Comment vous décririez votre métier ?

Je suis journaliste, présentateur, reporter et je ne vais pas oser dire réalisateur et technicien, mais j’ai connaissance de tout le matériel puisque le journaliste-radio doit travailler avec des logiciels de montage, des consoles assez sophistiqués etc.

Quelles qualités faut-il avoir pour faire ce métier?

Il faut des qualités de reportage et de lecture à l’antenne. C’est primordial. Le journaliste-radio doit aussi être à l’épreuve de la pression parce qu’il a la responsabilité de toute une antenne locale. Ensuite, il tient une mission de relation publique. Il représente le média pour lequel il travaille. On dit qu’à la radio on peut venir avec un jean’s troué. Non. Car si dans la journée tu dois rencontrer le maire d’Avignon, tu ne dois pas être négligé.

Votre journée type ?

J’arrive à 5h tous les matins. Je prépare mes flashes de la matinée. J’en ai toutes les demi-heures de 6h à 9h. Ce ne sont pas les mêmes durant toute la matinée, je les retravaille pour que l’auditeur ne se lasse pas, et je suis l’actu du jour. Ensuite je pars en reportage où je fais les interviewes. Le vendredi j’ai une chronique appelée l’agenda. J’y donne les rendez-vous culturels du week-end.

Où vous imaginez-vous dans 10 ans ?

On ne sait pas de quoi l’avenir sera fait. Si tout reste à peu près normal je serai encore à Chérie FM Avignon. On est dans une belle ville, dans le Sud de la France, J’ai construit ma vie ici, avec ma femme et mes enfants. Tout va assez bien. Après on sait jamais, si j’étais amené à changer de ville, je pense que c’est possible de le faire au sein du Groupe.

Pierre-Louis Castelli, Grand Reporter, journaliste sportif, présentateur à France Inter, journaliste à France Bleu et professeur à l’EDJ.

«Faites de la radio, c’est l’un des médias les plus beaux. Parce qu’on fait rêver des gens qui n’assistent pas à ce qu’on a la chance de voir»

Qu’est-ce qu’un Grand Reporter ?

C’est un métier où il faut toujours, toujours, toujours être présent.
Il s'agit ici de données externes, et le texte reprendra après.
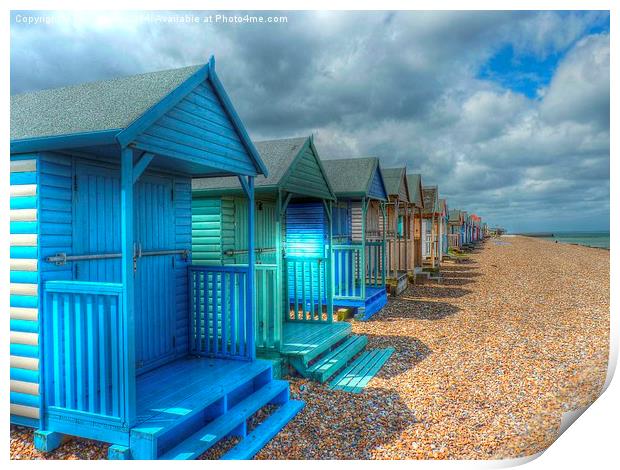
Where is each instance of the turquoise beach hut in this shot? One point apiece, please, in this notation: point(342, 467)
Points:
point(115, 336)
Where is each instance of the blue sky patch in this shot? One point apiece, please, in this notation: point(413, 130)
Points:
point(526, 73)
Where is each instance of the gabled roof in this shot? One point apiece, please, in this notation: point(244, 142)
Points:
point(396, 182)
point(92, 107)
point(353, 177)
point(281, 158)
point(431, 199)
point(414, 180)
point(120, 110)
point(443, 206)
point(455, 216)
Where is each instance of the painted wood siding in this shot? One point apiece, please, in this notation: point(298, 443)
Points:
point(377, 189)
point(24, 289)
point(206, 231)
point(306, 177)
point(183, 241)
point(356, 221)
point(402, 190)
point(198, 129)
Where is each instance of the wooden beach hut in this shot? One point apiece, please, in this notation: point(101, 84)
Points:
point(430, 226)
point(358, 234)
point(295, 322)
point(443, 228)
point(115, 335)
point(416, 208)
point(399, 240)
point(455, 224)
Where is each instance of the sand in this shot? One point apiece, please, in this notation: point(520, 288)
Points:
point(486, 363)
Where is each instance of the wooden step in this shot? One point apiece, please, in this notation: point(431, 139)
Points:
point(334, 360)
point(264, 432)
point(220, 427)
point(375, 306)
point(361, 371)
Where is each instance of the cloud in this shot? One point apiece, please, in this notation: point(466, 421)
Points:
point(403, 86)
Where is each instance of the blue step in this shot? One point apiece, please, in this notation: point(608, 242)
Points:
point(361, 371)
point(265, 431)
point(209, 435)
point(334, 360)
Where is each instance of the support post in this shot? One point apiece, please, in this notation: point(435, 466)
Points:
point(282, 291)
point(363, 253)
point(329, 283)
point(127, 241)
point(251, 280)
point(383, 269)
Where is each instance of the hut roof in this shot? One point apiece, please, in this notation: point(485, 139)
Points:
point(355, 177)
point(92, 107)
point(443, 206)
point(455, 216)
point(396, 182)
point(414, 180)
point(431, 199)
point(280, 157)
point(119, 111)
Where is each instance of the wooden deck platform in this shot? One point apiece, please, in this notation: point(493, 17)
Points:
point(305, 341)
point(189, 405)
point(376, 299)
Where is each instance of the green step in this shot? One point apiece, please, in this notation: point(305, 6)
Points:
point(220, 427)
point(361, 371)
point(337, 358)
point(264, 432)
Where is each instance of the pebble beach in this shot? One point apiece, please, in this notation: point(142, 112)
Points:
point(486, 363)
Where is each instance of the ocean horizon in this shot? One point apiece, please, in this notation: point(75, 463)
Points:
point(595, 239)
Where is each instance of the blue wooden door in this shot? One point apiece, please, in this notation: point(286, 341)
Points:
point(96, 231)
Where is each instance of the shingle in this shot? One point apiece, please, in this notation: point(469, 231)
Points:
point(414, 181)
point(393, 178)
point(350, 175)
point(95, 106)
point(278, 155)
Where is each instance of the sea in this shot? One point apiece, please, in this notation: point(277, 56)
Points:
point(594, 239)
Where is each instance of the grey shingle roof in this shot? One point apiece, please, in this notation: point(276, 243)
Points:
point(278, 155)
point(454, 215)
point(430, 199)
point(95, 106)
point(414, 180)
point(392, 178)
point(350, 175)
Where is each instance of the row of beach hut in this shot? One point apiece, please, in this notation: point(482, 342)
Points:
point(166, 271)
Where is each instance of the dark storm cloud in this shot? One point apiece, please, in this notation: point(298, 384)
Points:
point(400, 85)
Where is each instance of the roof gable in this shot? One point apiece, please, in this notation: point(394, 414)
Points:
point(376, 188)
point(396, 183)
point(355, 177)
point(306, 175)
point(414, 180)
point(92, 107)
point(183, 114)
point(293, 165)
point(431, 199)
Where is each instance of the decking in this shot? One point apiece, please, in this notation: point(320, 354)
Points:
point(189, 405)
point(323, 351)
point(375, 299)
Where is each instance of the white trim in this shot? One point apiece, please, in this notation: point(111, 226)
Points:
point(19, 190)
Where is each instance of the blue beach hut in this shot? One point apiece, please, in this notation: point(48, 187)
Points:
point(358, 234)
point(115, 336)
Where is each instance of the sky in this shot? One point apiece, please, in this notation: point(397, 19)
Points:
point(507, 112)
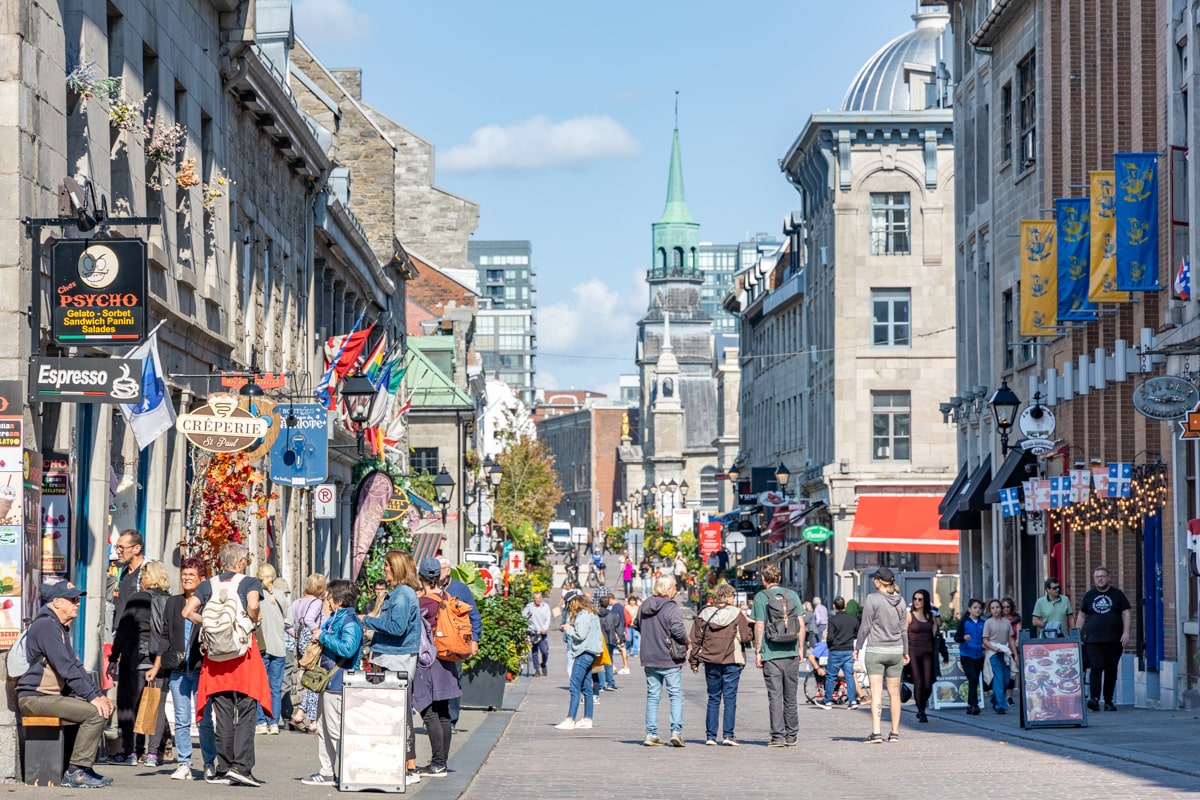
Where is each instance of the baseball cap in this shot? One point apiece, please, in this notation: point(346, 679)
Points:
point(885, 575)
point(61, 589)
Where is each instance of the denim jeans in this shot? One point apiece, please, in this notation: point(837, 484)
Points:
point(654, 679)
point(1000, 675)
point(723, 684)
point(275, 666)
point(183, 691)
point(581, 684)
point(841, 661)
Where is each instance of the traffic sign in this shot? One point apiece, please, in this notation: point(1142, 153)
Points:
point(324, 501)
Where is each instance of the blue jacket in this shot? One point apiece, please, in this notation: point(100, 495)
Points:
point(397, 629)
point(972, 649)
point(341, 639)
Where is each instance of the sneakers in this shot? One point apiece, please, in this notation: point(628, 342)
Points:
point(244, 779)
point(317, 779)
point(84, 779)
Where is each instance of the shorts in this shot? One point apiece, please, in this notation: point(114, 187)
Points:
point(889, 665)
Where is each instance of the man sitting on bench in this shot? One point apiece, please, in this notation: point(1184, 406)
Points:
point(57, 685)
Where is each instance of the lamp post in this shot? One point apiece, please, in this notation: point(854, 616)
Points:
point(1003, 404)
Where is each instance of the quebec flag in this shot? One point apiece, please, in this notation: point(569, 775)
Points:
point(155, 414)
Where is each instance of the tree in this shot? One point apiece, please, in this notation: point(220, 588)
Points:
point(529, 491)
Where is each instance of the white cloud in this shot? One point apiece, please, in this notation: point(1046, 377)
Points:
point(538, 142)
point(330, 23)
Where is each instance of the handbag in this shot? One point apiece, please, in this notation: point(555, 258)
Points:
point(148, 710)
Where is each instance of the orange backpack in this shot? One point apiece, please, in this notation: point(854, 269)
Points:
point(451, 635)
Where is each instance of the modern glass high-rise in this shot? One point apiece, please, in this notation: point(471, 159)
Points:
point(505, 330)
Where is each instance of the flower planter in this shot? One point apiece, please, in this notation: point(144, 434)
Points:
point(483, 686)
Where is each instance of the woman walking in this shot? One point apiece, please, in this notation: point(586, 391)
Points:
point(922, 649)
point(581, 627)
point(719, 635)
point(887, 649)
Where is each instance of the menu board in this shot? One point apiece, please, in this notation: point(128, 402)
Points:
point(1053, 683)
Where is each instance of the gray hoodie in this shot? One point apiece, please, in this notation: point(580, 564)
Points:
point(883, 626)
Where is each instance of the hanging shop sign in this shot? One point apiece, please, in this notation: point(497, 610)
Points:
point(85, 380)
point(99, 292)
point(1165, 397)
point(221, 426)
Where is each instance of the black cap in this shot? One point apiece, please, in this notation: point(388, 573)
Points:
point(885, 575)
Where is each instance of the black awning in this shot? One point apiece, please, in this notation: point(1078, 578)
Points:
point(1009, 474)
point(954, 488)
point(963, 510)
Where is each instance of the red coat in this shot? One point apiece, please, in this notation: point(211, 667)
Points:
point(246, 675)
Un reporter ne sait jamais ce qu’il va faire dans la journée. Par exemple, aujourd’hui (le mercredi 14 mars), le reporter de Lyon est parti en Suisse se rendre sur les lieux d’un accident d’autocars qui a coûté la vie à 22 enfants. C’est l’actualité qui dicte ses journées. Il peut très bien avoir deux sujets à traiter par jour comme aucun.

Faut-il avoir le goût du voyage ?

Oui. Il peut rester à la radio y faire ses papiers, soit partir 10 jours à Haïti, deux semaines en Égypte, ou couvrir un match de football. C’est ça qui est passionnant. Mais présentateur, c’est bien aussi. Tu mets en valeur le travail des autres. C’est enrichissant.

Vous êtes aussi journaliste sportif. Est-ce le sport qui vous anime ?

Le top, c’est le grand-reportage de sport. C’est grâce au sport que j’ai progressé et que j’ai gravi les échelons dans l’entreprise où je travaillais. Le journaliste sportif doit savoir tout faire, écrire des papiers et passer à l’antenne.

«Maintenant, je transmets mon savoir»

Pourquoi être devenu professeur à l’EDJ ?

C’est important de se remettre en question, et de rencontrer des jeunes. C’est intéressant puisque je transmets « un savoir ». J’essaie de leur expliquer mon travail, de les faire progresser. Mon cours est très particulier par rapport à un cours de Fac, c’est différent et très varié.

Quelles sont les qualités indispensables du journaliste-radio ?

Pour être un bon journaliste-radio, il faut savoir s’exprimer correctement, être polyvalent, travailler vite et avoir une bonne culture-générale. Ne pas s’intéresser qu’au sport mais à tout, à la politique, à l’économie et savoir retranscrire l’info. Et surtout, ne pas compter ses heures. On ne sait jamais à quelle heure on commence une journée ni à quelle heure on la finit.

Un conseil aux jeunes qui veulent se lancer dans ce métier ?

Faites de la radio, c’est l’un des médias les plus beaux. Parce qu’on fait rêver des gens qui n’assistent pas à ce qu’on a la chance de voir.